The complaint came after the school said it would continue to enforce a ban on same-sex dating, despite removing that section from the written version of the school’s honor code, according to a report in the Salt Lake Tribune.
Students can be punished for holding hands with or kissing someone of the same sex and disciplinary measures doled out by the school, which is operated by The Church of Jesus Christ of Latter-day Saints, is harsher than those faced by heterosexual couples.
BYU removed its written ban on “homosexual behavior” in early 2020, prompting students to come out and publicly join the LGTBQ community. The school, which also bans things such as alcohol consumption, beards, and piercings, then issued a clarification a few weeks later, stating that same-sex dating is still prohibited, even if it is no longer expressly written in the honor code.
The reversal sparked a protest outside LDS headquarters, with LGBTQ students claiming the apparent reversal amounted to a trick aimed at getting students to “come out” and identify themselves to the school. The federal investigation from the department’s Office for Civil Rights started late last year under Title IX, the law that protects against discrimination on the basis of sex in schools.

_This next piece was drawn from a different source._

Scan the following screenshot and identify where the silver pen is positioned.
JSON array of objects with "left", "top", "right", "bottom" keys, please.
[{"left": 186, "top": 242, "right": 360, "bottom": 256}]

University spokeswoman Carri Jenkins acknowledged the investigation but said in a statement that BYU is within its rights to enforce the church’s policies against same-sex relationships, adding that BYU does not anticipate any further action.
“BYU is exempt from application of Title IX rules that conflict with the religious tenets of The Church of Jesus Christ of Latter-day Saints,” Jenkins said.
While the church may have softened its approach in recent years, it still maintains doctrinal opposition to same-sex marriage and sex outside of marriage.
A Department of Education (DOE) spokesperson confirmed an investigation was opened in October, but did not elaborate. As a private religious school, BYU does have religious exemptions from Title IX as it related to sexuality and gender expression.
Federal scrutiny such as the spotlight under which BYU currently finds itself is rare at church-owned schools, typically occurring only when serious or potentially systemic issues are suspected, according to Michael Austin, a BYU graduate and vice president at the University of Evansville a private Methodist school in Indiana.
“It’s really significant that investigators are stepping in now,” he told the Tribune, as the new investigation appears to center around whether those exemptions allow faith-based discipline for LGBTQ students, when the behavior is neither directly related to education nor expressly prohibited in its written honor code.
BYU’s president, Kevin Worthen, argued those exemptions do apply, and everyone who attends or works at the university agrees to follow the honor code and “voluntarily commit to conduct their lives in accordance with the principles of the gospel of Jesus Christ,” according to a letter he wrote to the DOE in November 2021.
In a response obtained by the Tribune, the DOE’s Office for Civil Rights affirmed the school does have some religious exemptions but the department had to investigate whether the complaint it received falls under those exemptions.
LGBTQ rights have been a major issue in recent years at the school, located in Provo, UT. A lawsuit filed by several students last year alleges discrimination, with one recent lesbian graduate claiming she lost her university job because her boss didn’t think she looked “feminine enough.”
BYU has also banned protests near the iconic letter “Y” after activists lit the letter up in rainbow colors.